This is about 1 cm high and written in orange fabric marker on yellow. Clearly, if this gets before the eyes of the viewing public THE WORLD WILL END. At least that's what the Committee decided last night. Hell no, we won't show.
To say that I am angry about this would be an understatement. I am furious. And I am also surprised. I expected some eye-rolling, the odd "well, I don't think that's appropriate" and even a "I think she might be using shock value to cover up her lack of technical expertise". I really genuinely did not expect to be banned.
For context, the Canberra Quilters Guild is not some small group of retired women who decided to put on a show in the church hall. It is a large and well-established group that has been going for 40 years - through enormous changes in the quilting world - and counts among its members some world-renowned art quilters. They've embraced every development from machine quilting to embellishment to felting and back again ... this is a Guild that likes to think it's a player. Except, apparently, it's not. Apparently, anger expressed through everyday language is not OK. Apparently, you can be as emotional and avant garde as you want when you're gluing ugly poppies to a quilt for Anzac Day, or firing swarovski crystals through a glue gun, or meticulously re-creating your beach holiday in applique ... but there is a limit. And, apparently, that limit is reached at the f-word.
The banning advice did not contain any reasons for the exclusion, other than that it was because of the "fuckers". So I'm guessing it wasn't thought appropriate? although why the hell would any art exhibition use "appropriateness" as a criteria? Were they worried about the children? Because if a kiddy is old enough to read it, they are old enough to understand an explanation about when and where you use language, and why. I've been quilting this on my lap for two months now and my boys are well aware of when you can use certain words, and when they land you in your room for half an hour.
So I'm making the arguments to myself; that the exhibition is an expression of the Guild as a whole, and we have to think of our sponsors, and it would put a burden on those members who are on white glove duty next to it ... and I look at every argument and I say THAT IS ABSOLUTE FUCKING BOLLOCKS. Either you only ever hang works that make you comfortable and warm inside; or you grow some spine and show the ugly ones, and the offensive ones, and the barking mad ones. Am I the only person who thinks that might be important?
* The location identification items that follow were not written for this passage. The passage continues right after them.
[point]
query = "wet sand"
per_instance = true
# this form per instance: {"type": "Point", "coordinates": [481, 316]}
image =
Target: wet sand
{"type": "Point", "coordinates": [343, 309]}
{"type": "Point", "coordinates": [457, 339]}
I have to admit, I'm not making great art here. The only thing I can say is that I am making a genuine comment about something that is important to me, through the only technique I have, and every stitch, every colour choice and every word is the one that feels right - that feels necessary - to get to the result that I want. And Canberra Quilters has told me in the most direct and unvarnished way that my choices are WRONG and even worse are SO WRONG that they cannot be shown in public EVER or it will contaminate us all. So yeah, well, fuck you too.